It doesnt and is very secure. Trust me


----------



## winjim (17 Oct 2013)

My shed is secure enough that if my bike were to be nicked, it'd be covered by my insurance.


----------



## Kies (17 Oct 2013)

Take pictures of your bikes in shed and locked up. Close ups of the locks and any fixing points they go through/round.


----------



## sazzaa (17 Oct 2013)

winjim said:


> My shed is secure enough that if my bike were to be nicked, it'd be covered by my insurance.



This is kinda what I'm aiming for.


----------



## dickyknees (17 Oct 2013)

I have one of these, very good

http://www.asgardsss.co.uk/bike-storage-x4


----------



## RussellZero (17 Oct 2013)

sazzaa said:


> Would love a metal shed but it's a bit over budget! Have looked at getting a metal bike storage box for work though...
> 
> Saw some alarms in B&Q but they were really cheap, anyone tried one? Worth getting?



Cheap shed alarms aren't worth it, they're useless. Too quiet, battery operated, unreliable. Had some garden equipment nicked from a garden shed with one in.


----------



## RussellZero (17 Oct 2013)

When I had a quad bike I used a ground anchor, I can't see anyone being able to defeat those easily, and you can fit a mega heavyweight chain on too. My garage now is alarmed with a proper mains system with motion and mag door sensors. Mainly to protect garden equipment rather than the bikes to be honest, lots of agricultural thieves in this area stealing strimmers, mowers and so on.


----------



## 400bhp (17 Oct 2013)

theFire said:


> I fitted 2 Sheffield stands in my shed (concreted in)



Get a telly in there and watch the match - stand behind stand and pretend you're actually there.


----------



## Dave W (17 Oct 2013)

I've had a lot of recent experience with this so will share my multitude of tips.

Firstly, insurance. Make sure that your bikes are listed on the house insurance and what the cover requirements are. My insurer insists on a ground anchor or fixed to something solid. Nothing is 100% secure, that's what insurance is for.

My shed has been attacked 3 times in the last 2 months. I have no choice but to leave the bikes in there or I'd have to sleep with them. While I'm happy to do this, my wife is not. 
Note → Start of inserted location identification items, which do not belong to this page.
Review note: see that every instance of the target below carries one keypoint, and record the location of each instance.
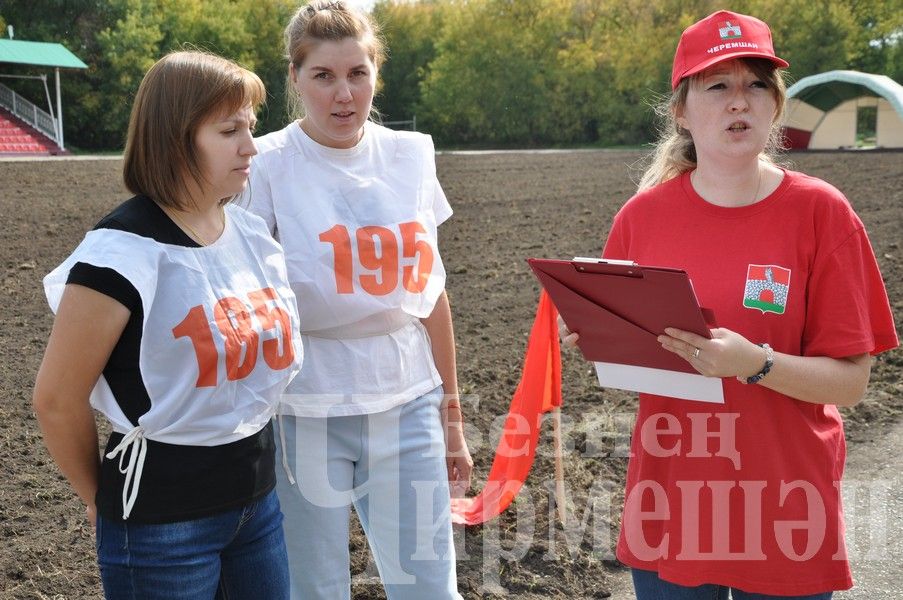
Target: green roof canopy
(38, 53)
(827, 90)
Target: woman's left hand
(457, 457)
(726, 354)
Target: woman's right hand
(568, 337)
(91, 511)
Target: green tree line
(474, 72)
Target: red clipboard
(620, 308)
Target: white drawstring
(136, 465)
(285, 466)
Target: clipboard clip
(623, 268)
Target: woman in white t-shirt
(175, 320)
(374, 417)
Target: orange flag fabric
(538, 392)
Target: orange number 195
(377, 249)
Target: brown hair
(323, 20)
(675, 152)
(181, 91)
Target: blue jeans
(648, 586)
(235, 555)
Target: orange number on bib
(410, 249)
(241, 339)
(341, 247)
(276, 319)
(385, 260)
(196, 327)
(377, 249)
(234, 322)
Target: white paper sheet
(676, 384)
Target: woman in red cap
(743, 498)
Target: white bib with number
(219, 342)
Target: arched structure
(822, 110)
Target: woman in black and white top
(175, 321)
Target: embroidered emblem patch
(767, 288)
(728, 30)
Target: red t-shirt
(747, 494)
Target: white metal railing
(28, 112)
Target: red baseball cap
(721, 36)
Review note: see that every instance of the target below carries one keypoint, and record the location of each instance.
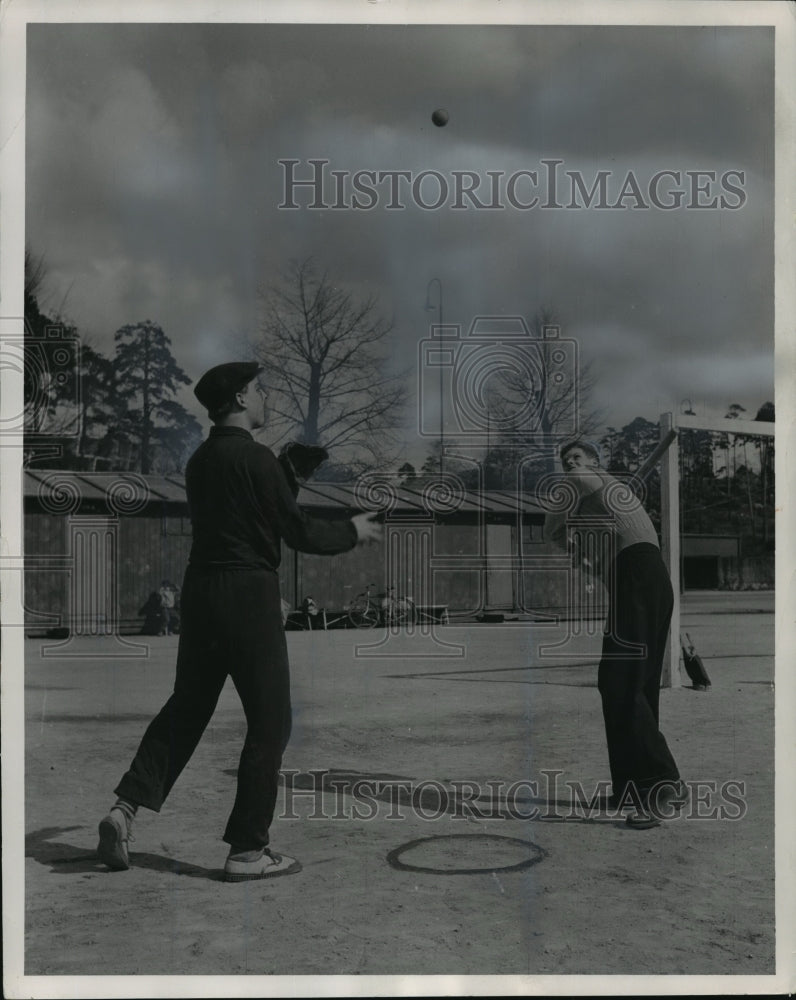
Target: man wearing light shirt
(643, 771)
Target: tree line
(333, 382)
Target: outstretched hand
(368, 530)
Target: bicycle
(368, 610)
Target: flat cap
(217, 386)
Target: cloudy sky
(153, 186)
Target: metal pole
(441, 402)
(670, 547)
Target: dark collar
(216, 431)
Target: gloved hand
(299, 461)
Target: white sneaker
(243, 865)
(114, 833)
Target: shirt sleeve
(313, 535)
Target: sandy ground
(694, 896)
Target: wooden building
(98, 544)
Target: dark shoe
(642, 820)
(114, 833)
(241, 866)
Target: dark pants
(629, 676)
(231, 625)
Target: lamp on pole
(430, 306)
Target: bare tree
(326, 367)
(561, 408)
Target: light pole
(430, 307)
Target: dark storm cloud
(153, 182)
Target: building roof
(60, 490)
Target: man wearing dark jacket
(241, 508)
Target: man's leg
(173, 734)
(260, 672)
(637, 749)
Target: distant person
(152, 613)
(643, 770)
(168, 607)
(241, 508)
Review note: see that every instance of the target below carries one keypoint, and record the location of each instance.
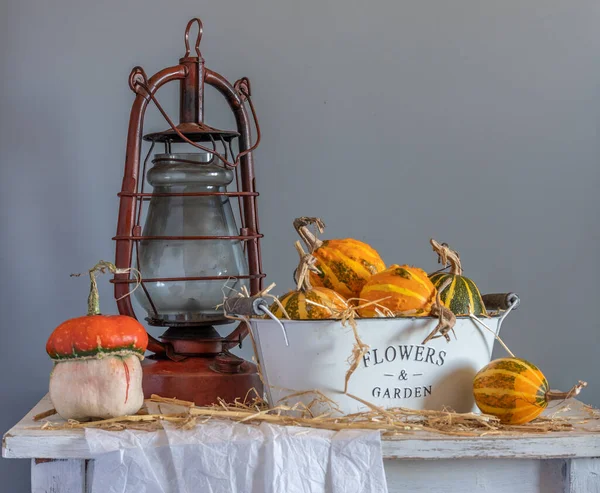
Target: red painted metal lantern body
(189, 248)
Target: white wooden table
(551, 463)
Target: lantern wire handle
(198, 38)
(242, 87)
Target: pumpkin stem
(553, 395)
(301, 225)
(94, 297)
(306, 265)
(447, 256)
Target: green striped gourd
(457, 292)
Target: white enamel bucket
(397, 371)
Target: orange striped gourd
(515, 391)
(401, 289)
(343, 265)
(308, 302)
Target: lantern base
(201, 379)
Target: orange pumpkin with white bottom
(97, 371)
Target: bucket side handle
(253, 306)
(501, 301)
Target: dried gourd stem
(447, 319)
(301, 225)
(553, 395)
(447, 256)
(306, 265)
(45, 414)
(102, 267)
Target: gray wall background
(473, 122)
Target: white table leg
(58, 476)
(584, 476)
(477, 476)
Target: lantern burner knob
(227, 363)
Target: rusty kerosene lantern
(190, 251)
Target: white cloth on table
(226, 457)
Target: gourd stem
(447, 256)
(301, 225)
(552, 395)
(306, 265)
(94, 297)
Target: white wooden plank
(27, 440)
(473, 476)
(545, 447)
(584, 476)
(58, 476)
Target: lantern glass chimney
(172, 302)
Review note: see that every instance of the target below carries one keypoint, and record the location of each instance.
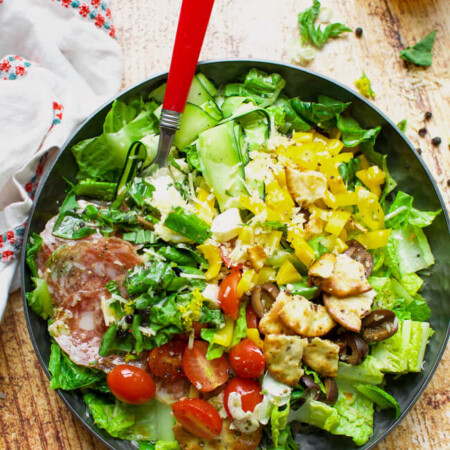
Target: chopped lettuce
(316, 35)
(368, 372)
(420, 54)
(188, 224)
(380, 397)
(152, 421)
(355, 413)
(353, 134)
(67, 375)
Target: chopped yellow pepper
(212, 254)
(205, 205)
(370, 209)
(303, 251)
(287, 273)
(255, 337)
(265, 274)
(337, 221)
(373, 178)
(279, 199)
(225, 335)
(303, 138)
(374, 239)
(246, 282)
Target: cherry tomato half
(251, 317)
(167, 361)
(131, 384)
(249, 390)
(203, 374)
(228, 298)
(198, 416)
(247, 360)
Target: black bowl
(406, 167)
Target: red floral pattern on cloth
(95, 10)
(13, 66)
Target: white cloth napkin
(59, 61)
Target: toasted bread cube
(284, 357)
(322, 356)
(306, 318)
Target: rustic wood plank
(32, 416)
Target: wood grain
(32, 416)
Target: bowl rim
(62, 394)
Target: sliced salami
(76, 276)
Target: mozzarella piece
(305, 187)
(226, 226)
(211, 293)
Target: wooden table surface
(32, 416)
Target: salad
(268, 277)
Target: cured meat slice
(76, 275)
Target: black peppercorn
(436, 141)
(129, 318)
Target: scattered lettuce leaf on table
(316, 35)
(420, 54)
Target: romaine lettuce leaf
(67, 375)
(152, 421)
(355, 413)
(368, 372)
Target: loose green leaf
(420, 54)
(364, 86)
(316, 35)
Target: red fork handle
(192, 24)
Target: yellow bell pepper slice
(374, 239)
(212, 254)
(255, 337)
(337, 222)
(279, 199)
(287, 273)
(302, 138)
(265, 274)
(225, 335)
(370, 209)
(303, 251)
(205, 205)
(246, 282)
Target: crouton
(283, 357)
(306, 318)
(322, 356)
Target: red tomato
(251, 317)
(249, 390)
(203, 374)
(224, 252)
(167, 361)
(228, 298)
(198, 416)
(247, 360)
(131, 384)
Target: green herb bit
(364, 86)
(420, 54)
(317, 36)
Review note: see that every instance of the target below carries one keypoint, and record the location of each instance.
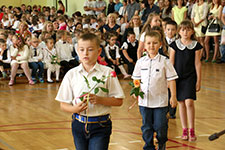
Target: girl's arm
(127, 56)
(73, 109)
(107, 101)
(140, 49)
(198, 69)
(172, 55)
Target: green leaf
(131, 83)
(104, 89)
(94, 78)
(82, 98)
(141, 94)
(96, 90)
(86, 80)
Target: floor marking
(7, 145)
(113, 143)
(137, 141)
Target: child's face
(131, 38)
(186, 33)
(152, 44)
(3, 46)
(35, 43)
(28, 41)
(50, 44)
(88, 52)
(112, 40)
(156, 21)
(171, 31)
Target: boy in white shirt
(64, 51)
(92, 132)
(35, 60)
(155, 72)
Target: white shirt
(35, 58)
(64, 51)
(73, 85)
(114, 47)
(154, 74)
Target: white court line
(113, 143)
(136, 141)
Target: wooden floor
(30, 118)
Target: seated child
(129, 48)
(51, 60)
(5, 58)
(35, 60)
(113, 56)
(19, 55)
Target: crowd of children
(144, 46)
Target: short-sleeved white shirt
(73, 85)
(89, 4)
(154, 74)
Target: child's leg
(57, 72)
(183, 119)
(41, 69)
(123, 71)
(147, 127)
(14, 68)
(49, 71)
(26, 70)
(191, 118)
(34, 68)
(161, 126)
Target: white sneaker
(126, 76)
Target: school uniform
(35, 62)
(131, 49)
(154, 74)
(64, 51)
(185, 67)
(5, 59)
(71, 88)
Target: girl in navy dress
(185, 54)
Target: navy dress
(185, 68)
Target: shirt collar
(96, 67)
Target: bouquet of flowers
(135, 91)
(55, 59)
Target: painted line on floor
(7, 145)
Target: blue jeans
(222, 50)
(35, 66)
(154, 120)
(97, 138)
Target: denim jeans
(222, 51)
(35, 66)
(97, 138)
(154, 120)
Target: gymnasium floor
(30, 118)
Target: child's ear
(99, 51)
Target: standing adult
(150, 8)
(100, 7)
(133, 8)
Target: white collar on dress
(181, 46)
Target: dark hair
(90, 37)
(2, 41)
(171, 22)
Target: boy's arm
(74, 109)
(107, 101)
(173, 98)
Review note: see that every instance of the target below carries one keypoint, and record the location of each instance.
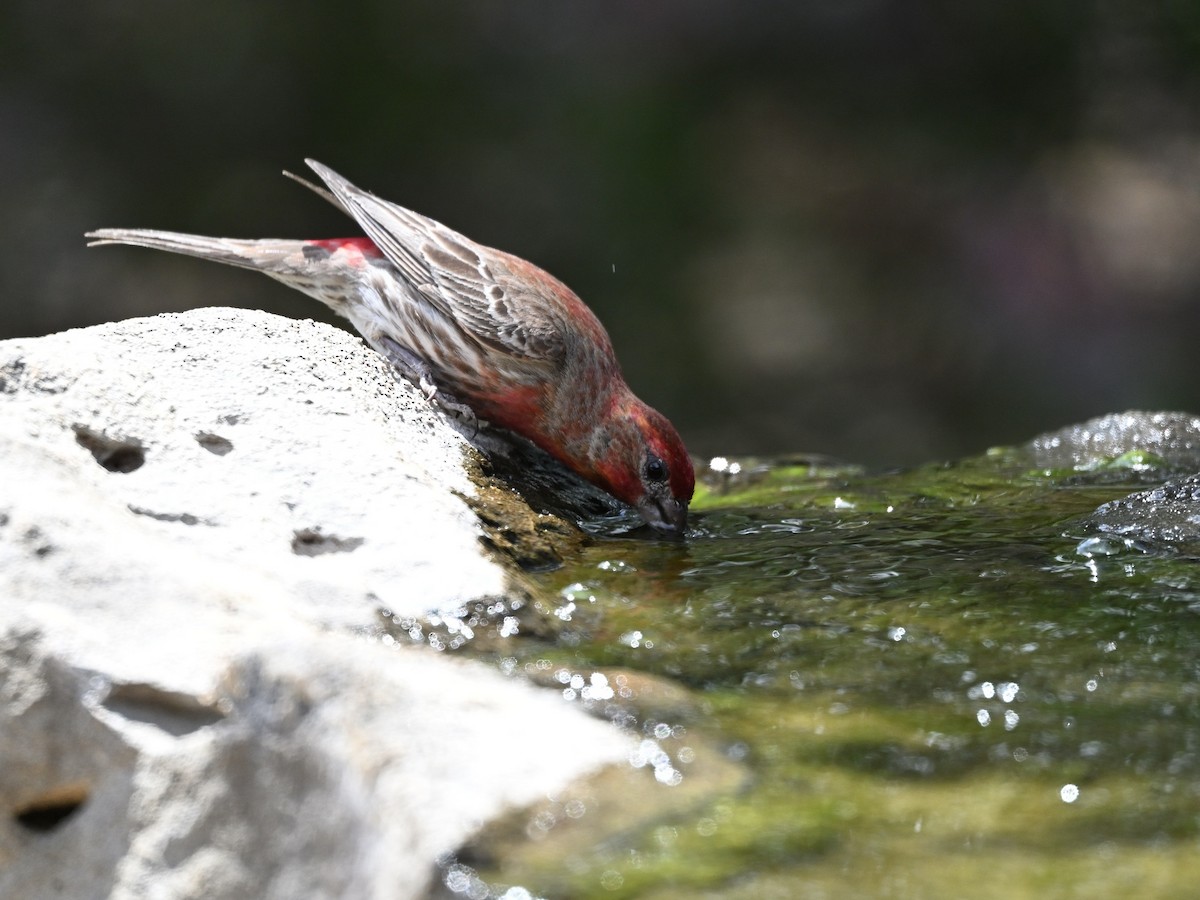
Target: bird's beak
(665, 514)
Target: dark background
(887, 231)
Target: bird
(480, 331)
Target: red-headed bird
(491, 330)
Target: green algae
(930, 683)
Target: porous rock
(201, 516)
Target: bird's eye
(655, 469)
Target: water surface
(935, 683)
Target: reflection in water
(922, 676)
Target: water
(925, 684)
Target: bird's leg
(419, 372)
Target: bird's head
(639, 456)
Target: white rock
(186, 636)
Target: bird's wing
(451, 273)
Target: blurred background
(883, 231)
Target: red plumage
(498, 334)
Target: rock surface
(1167, 516)
(201, 516)
(1171, 437)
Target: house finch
(493, 331)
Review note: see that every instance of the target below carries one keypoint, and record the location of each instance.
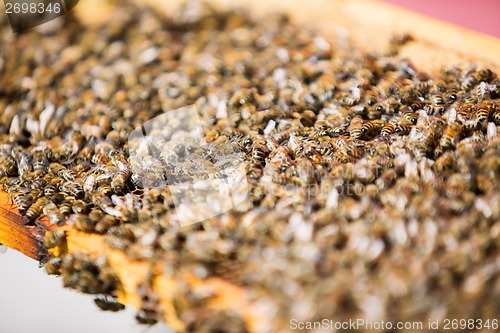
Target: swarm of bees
(372, 184)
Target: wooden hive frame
(369, 24)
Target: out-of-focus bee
(53, 266)
(36, 209)
(82, 223)
(54, 238)
(53, 213)
(147, 317)
(108, 303)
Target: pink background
(479, 15)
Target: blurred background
(480, 15)
(32, 301)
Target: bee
(105, 189)
(370, 97)
(241, 98)
(61, 171)
(388, 129)
(418, 105)
(403, 129)
(99, 159)
(50, 189)
(259, 152)
(411, 116)
(73, 188)
(102, 201)
(54, 238)
(444, 163)
(79, 206)
(119, 181)
(483, 111)
(36, 209)
(495, 115)
(147, 317)
(40, 161)
(108, 303)
(23, 201)
(53, 213)
(82, 223)
(66, 206)
(450, 96)
(106, 222)
(355, 127)
(53, 266)
(484, 75)
(371, 128)
(450, 137)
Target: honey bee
(54, 238)
(355, 127)
(23, 201)
(52, 212)
(411, 116)
(36, 209)
(73, 188)
(106, 222)
(122, 176)
(108, 303)
(50, 189)
(40, 161)
(450, 138)
(403, 129)
(370, 97)
(388, 129)
(372, 128)
(82, 223)
(483, 111)
(66, 206)
(53, 266)
(147, 317)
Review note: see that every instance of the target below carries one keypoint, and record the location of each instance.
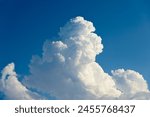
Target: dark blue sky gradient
(124, 26)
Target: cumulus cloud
(12, 88)
(67, 69)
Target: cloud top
(68, 69)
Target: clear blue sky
(124, 26)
Security is like an onion, it must have layers. The first layer is your fence, make sure the panels can't be lifted as this is how the thief got in the first time. Also make sure that there isn't anything to assist the thief in hopping over your fence, wheelie bins are perfect for this and how the thief got in the third time after I'd secure the fence panels.

Next layer is the shed. Hinges can be removed with a screwdriver silently unless you bolt the hinges or use security screws. Cheap padlocks are a deterrent only but always remember if it's a wooden shed, there's no point putting a bullet proof lock on the door. I now have 2 hasps and staples with a padlock each after the flimsy rubbish one was cropped off the first time. 

Secure the roof properly. Most shed roofs are only nailed on and gravity does the rest. The second time the roof was simply crowbarred up.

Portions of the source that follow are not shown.